To assess the effect of intravenous or oral methylxanthines (pentoxifylline, propentofylline, or pentifylline) in patients with acute ischaemic stroke.
We searched the Cochrane Stroke Group trials register (last searched November 2003). For the first version, we also searched EMBASE (1980 to 1999), MEDLINE (1966 to 1999), Science Citation Index (1981 to 1999) and the Ottawa Stroke Trials Registry. We also contacted the manufacturers of methylxanthines and the principal investigators of the identified trials.
Randomised trials comparing pentoxifylline, propentofylline or pentifylline with placebo or control in patients with definite or presumed acute ischaemic stroke. Trials were included if treatment was started within one week of stroke onset.
Two review authors independently applied the inclusion criteria. Trial quality was assessed.

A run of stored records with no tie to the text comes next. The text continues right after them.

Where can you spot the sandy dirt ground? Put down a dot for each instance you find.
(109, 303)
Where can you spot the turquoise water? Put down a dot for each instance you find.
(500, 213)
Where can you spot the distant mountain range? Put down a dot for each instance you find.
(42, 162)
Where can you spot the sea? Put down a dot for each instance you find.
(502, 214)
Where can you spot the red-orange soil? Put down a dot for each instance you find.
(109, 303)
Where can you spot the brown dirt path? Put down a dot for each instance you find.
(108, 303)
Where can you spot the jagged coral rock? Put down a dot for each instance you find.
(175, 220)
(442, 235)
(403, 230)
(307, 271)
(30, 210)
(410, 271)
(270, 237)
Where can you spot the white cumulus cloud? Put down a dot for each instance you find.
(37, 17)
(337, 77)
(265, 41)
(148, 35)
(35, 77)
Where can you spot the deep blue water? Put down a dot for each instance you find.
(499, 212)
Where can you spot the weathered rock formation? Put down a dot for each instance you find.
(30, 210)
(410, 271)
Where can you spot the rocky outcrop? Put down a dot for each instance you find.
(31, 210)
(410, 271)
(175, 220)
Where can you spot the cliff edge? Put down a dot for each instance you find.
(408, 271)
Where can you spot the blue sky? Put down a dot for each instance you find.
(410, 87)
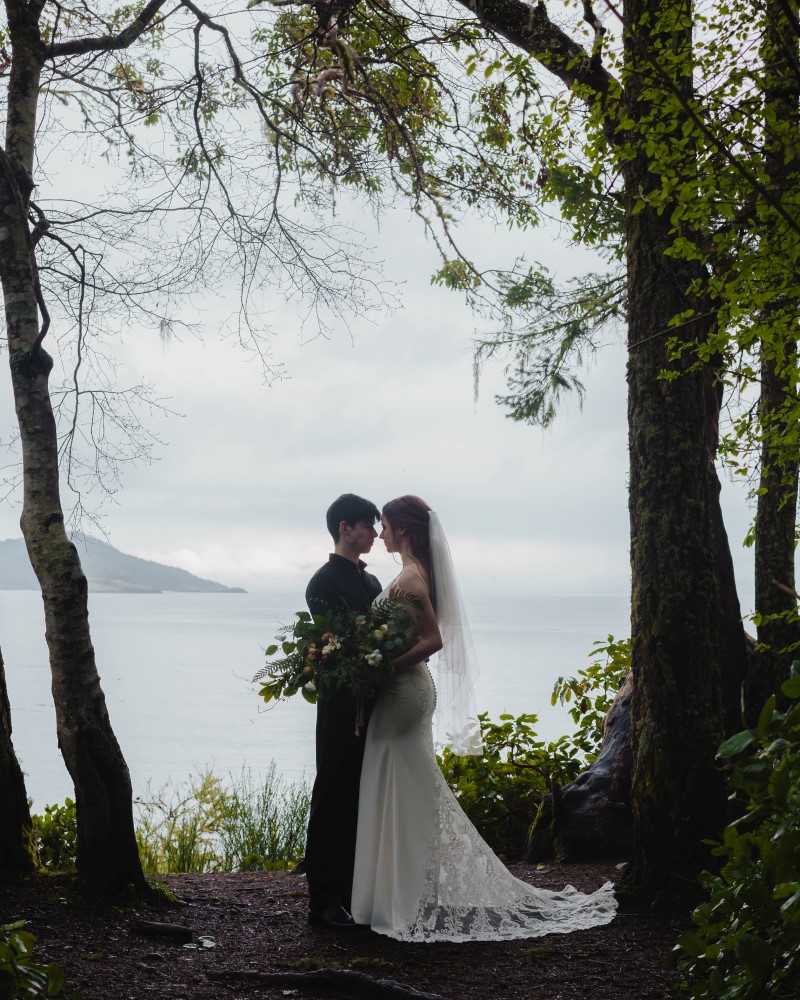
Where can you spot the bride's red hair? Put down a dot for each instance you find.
(410, 515)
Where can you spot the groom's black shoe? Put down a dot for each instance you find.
(333, 916)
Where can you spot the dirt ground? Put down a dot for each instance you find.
(257, 924)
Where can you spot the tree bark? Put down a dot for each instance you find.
(15, 817)
(678, 794)
(107, 852)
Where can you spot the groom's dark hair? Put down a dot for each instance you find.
(351, 509)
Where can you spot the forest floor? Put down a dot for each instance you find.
(259, 946)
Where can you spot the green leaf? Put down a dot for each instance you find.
(791, 688)
(735, 744)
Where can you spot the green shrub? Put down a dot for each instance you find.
(54, 837)
(746, 945)
(593, 691)
(20, 977)
(248, 826)
(501, 791)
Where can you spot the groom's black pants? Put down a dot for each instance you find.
(333, 821)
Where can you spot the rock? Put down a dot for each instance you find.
(591, 818)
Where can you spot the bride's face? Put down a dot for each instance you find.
(386, 534)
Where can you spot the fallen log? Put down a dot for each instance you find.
(151, 928)
(591, 818)
(356, 983)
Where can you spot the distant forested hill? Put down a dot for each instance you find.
(107, 569)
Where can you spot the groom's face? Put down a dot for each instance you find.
(360, 535)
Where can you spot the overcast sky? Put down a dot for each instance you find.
(241, 485)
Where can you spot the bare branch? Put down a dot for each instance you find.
(107, 43)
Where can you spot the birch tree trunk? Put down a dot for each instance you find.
(107, 852)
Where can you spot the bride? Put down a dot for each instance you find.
(422, 871)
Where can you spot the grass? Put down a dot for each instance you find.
(202, 825)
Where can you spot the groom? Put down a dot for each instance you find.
(342, 584)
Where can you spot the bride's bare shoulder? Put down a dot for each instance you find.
(411, 581)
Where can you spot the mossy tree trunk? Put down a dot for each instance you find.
(107, 852)
(15, 817)
(776, 515)
(678, 794)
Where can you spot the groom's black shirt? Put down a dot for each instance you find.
(341, 585)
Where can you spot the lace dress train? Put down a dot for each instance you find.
(422, 870)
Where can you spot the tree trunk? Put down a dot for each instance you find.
(15, 816)
(107, 851)
(778, 627)
(678, 795)
(734, 649)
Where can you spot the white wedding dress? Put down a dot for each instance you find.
(422, 870)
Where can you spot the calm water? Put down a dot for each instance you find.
(175, 669)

Five trials were included. Four trials tested pentoxifylline in 763 people, and one tested propentofylline in 30 people. No trials of pentifylline were found. The odds of early death (within four weeks) was non-significantly reduced in patients given a methylxanthine drug as compared with those given placebo (odds ratio (OR) 0.64, 95% confidence interval (CI) 0.41 to 1.02). This non-significant trend to less deaths was due mainly to one pentoxifylline trial that found a highly significant reduction in early deaths. Two trials reported early death or disability and found a non-significant reduction (OR 0.49, 95% CI 0.20 to 1.20). There was no significant difference in late death (beyond four weeks), as reported in the propentofylline trial involving 30 patients, although the confidence interval was wide (OR 0.70, 95% CI 0.13 to 3.68). Data for neurological impairment and disability were not in a form suitable for analysis. Data on quality of life, stroke recurrence, thromboembolism and bleeding were not reported.